The QCT has held weekly discussions about fairness, justice and equality, and on July 1, the Duke and Duchess of Sussex joined the video conference where challenging unconscious bias was a key part of the conversation.

Meghan Markle and Prince Harry said we must all acknowledge the "uncomfortable" past of the Commonwealth, as they tell young campaigners "it's not going to be easy" but the world must "right those wrongs". 

The couple spoke about this in a recent video conversation about the fight for equality with young leaders from across the world linked to the Queen's Commonwealth Trust (QCT).

Harry serves as president of the QCT while Meghan is vice-president — positions they have kept on following their departure from their frontline royal roles.

In the video conversation, Meghan and Harry spoke with Chrisann Jarrett, QCT Trustee and co-founder and co-CEO of We Belong; Alicia Wallace, director of Equality Bahamas; Mike Omoniyi, founder and CEO of The Common Sense Network; and Abdullahi Alim who leads the World Economic Forum's Global Shapers network of emerging young leaders in Africa and the Middle East.

“We can’t deny or ignore the fact that all of us have been educated to see the world differently," Harry said during the conversation.

"However, once you start to realize that there is that bias there, then you need to acknowledge it, you need to do the work to become more aware … so that you can help stand up for something that is so wrong and should not be acceptable in our society today.”

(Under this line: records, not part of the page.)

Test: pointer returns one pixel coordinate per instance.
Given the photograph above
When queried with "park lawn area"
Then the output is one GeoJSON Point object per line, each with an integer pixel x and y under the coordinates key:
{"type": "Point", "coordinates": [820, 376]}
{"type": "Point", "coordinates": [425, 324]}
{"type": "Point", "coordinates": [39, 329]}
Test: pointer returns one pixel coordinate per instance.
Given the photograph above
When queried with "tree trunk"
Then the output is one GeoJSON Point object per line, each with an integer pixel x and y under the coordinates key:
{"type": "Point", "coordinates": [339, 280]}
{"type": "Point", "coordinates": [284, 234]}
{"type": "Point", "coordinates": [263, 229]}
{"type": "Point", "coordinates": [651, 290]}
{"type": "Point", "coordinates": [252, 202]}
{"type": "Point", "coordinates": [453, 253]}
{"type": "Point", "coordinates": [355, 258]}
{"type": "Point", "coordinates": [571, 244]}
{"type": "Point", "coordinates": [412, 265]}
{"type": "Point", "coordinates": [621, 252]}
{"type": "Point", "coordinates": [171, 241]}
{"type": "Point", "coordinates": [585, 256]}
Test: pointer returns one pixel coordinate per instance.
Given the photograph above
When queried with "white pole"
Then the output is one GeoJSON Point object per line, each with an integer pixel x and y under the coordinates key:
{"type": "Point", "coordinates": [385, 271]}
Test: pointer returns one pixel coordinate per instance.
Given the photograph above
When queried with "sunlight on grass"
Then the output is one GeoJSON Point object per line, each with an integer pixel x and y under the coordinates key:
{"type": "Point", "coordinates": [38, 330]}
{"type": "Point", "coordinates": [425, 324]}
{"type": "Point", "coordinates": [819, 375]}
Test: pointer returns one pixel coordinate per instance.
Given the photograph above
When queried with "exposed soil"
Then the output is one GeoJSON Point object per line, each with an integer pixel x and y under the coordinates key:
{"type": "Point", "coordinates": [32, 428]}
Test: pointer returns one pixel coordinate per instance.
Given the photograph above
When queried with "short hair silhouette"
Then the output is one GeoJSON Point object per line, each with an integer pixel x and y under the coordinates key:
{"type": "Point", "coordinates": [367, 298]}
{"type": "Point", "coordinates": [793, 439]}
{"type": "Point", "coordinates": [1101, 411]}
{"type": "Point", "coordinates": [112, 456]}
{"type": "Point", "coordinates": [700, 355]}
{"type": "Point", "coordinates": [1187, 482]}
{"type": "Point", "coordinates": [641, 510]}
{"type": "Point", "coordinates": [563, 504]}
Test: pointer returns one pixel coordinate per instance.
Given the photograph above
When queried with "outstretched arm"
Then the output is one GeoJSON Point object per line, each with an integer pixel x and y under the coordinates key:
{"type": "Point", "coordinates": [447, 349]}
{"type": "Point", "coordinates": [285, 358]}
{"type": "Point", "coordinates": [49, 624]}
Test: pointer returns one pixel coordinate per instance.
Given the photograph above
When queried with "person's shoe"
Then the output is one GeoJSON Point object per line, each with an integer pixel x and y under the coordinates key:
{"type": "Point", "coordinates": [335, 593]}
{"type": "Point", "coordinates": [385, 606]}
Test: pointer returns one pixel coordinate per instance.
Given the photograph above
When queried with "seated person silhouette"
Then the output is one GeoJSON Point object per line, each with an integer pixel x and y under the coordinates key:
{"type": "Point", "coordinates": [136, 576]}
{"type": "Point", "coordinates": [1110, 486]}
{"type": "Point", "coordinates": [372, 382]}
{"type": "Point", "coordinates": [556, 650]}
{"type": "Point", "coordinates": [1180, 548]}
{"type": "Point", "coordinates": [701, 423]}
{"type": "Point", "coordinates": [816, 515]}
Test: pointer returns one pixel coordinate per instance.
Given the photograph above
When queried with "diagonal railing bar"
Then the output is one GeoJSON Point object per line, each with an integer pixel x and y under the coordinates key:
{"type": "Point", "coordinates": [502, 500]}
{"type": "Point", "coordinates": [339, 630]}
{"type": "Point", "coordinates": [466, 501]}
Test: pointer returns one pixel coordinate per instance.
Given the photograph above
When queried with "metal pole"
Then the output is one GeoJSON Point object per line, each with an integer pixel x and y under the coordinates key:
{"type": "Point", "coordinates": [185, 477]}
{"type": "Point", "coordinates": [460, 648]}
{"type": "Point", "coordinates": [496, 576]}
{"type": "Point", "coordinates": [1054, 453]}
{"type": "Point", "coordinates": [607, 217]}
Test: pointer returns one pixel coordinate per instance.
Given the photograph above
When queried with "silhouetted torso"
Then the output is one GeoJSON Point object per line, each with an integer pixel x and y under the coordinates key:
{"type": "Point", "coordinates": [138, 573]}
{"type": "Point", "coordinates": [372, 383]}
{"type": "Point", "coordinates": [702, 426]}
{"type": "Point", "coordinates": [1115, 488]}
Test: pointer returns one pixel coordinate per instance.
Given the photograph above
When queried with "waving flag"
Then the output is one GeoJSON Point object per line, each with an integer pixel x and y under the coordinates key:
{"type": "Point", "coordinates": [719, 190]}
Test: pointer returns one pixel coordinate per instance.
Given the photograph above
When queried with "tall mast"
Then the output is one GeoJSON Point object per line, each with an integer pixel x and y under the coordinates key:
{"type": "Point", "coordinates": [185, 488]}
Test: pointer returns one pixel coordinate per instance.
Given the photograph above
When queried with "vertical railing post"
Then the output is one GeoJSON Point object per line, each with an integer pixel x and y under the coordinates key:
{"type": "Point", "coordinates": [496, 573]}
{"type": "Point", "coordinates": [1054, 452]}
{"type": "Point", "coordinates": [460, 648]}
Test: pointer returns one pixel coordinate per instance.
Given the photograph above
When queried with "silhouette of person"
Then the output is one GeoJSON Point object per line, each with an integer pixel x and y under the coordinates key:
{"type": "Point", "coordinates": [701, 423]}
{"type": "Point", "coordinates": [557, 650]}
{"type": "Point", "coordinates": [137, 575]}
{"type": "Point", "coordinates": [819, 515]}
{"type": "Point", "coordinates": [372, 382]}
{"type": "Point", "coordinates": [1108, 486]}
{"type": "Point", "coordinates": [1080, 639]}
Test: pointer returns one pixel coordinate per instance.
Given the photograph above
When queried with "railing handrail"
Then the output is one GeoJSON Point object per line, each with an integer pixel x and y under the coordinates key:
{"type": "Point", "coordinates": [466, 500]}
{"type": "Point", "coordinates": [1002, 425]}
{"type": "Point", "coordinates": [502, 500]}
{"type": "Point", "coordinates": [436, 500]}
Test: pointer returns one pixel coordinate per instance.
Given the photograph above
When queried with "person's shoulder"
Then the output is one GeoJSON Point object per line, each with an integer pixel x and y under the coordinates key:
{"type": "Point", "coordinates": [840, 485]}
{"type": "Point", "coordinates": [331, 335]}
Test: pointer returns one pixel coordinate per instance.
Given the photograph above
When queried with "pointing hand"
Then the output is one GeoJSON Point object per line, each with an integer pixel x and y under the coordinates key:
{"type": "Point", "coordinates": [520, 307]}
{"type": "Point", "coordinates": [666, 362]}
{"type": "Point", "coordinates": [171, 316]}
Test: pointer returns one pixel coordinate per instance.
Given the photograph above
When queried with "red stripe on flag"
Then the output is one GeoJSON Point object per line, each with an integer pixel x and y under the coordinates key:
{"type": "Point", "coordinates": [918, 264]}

Harry, whose grandmother is head of the Commonwealth, said there is "no way that we can move forward unless we acknowledge the past". 

“We’re going to have to be a little uncomfortable right now because it’s only in pushing through that discomfort that we get to the other side of this," Meghan added.

The couple then shared their hope for a better future driven by young people and a new generation of leaders.

“It’s not just in the big moments, it’s in the quiet moments where racism and unconscious bias lies and thrives," Megan explained. "It makes it confusing for a lot of people to understand the role that they play in that, both passively and actively.”

Harry said that the Black Lives Matter movement has allowed for people to recognize “the wrong” in the world, adding that ” this is the moment when people are starting to be listened to.”

Meghan continued on to say that the couple would do “everything from our end,” to help the young people — with Harry stressing his age adding that it was in the hands of the younger generation now. 

“I’m ageing – I’m 35,” he said.

“That’s not ageing,” his wife interjected.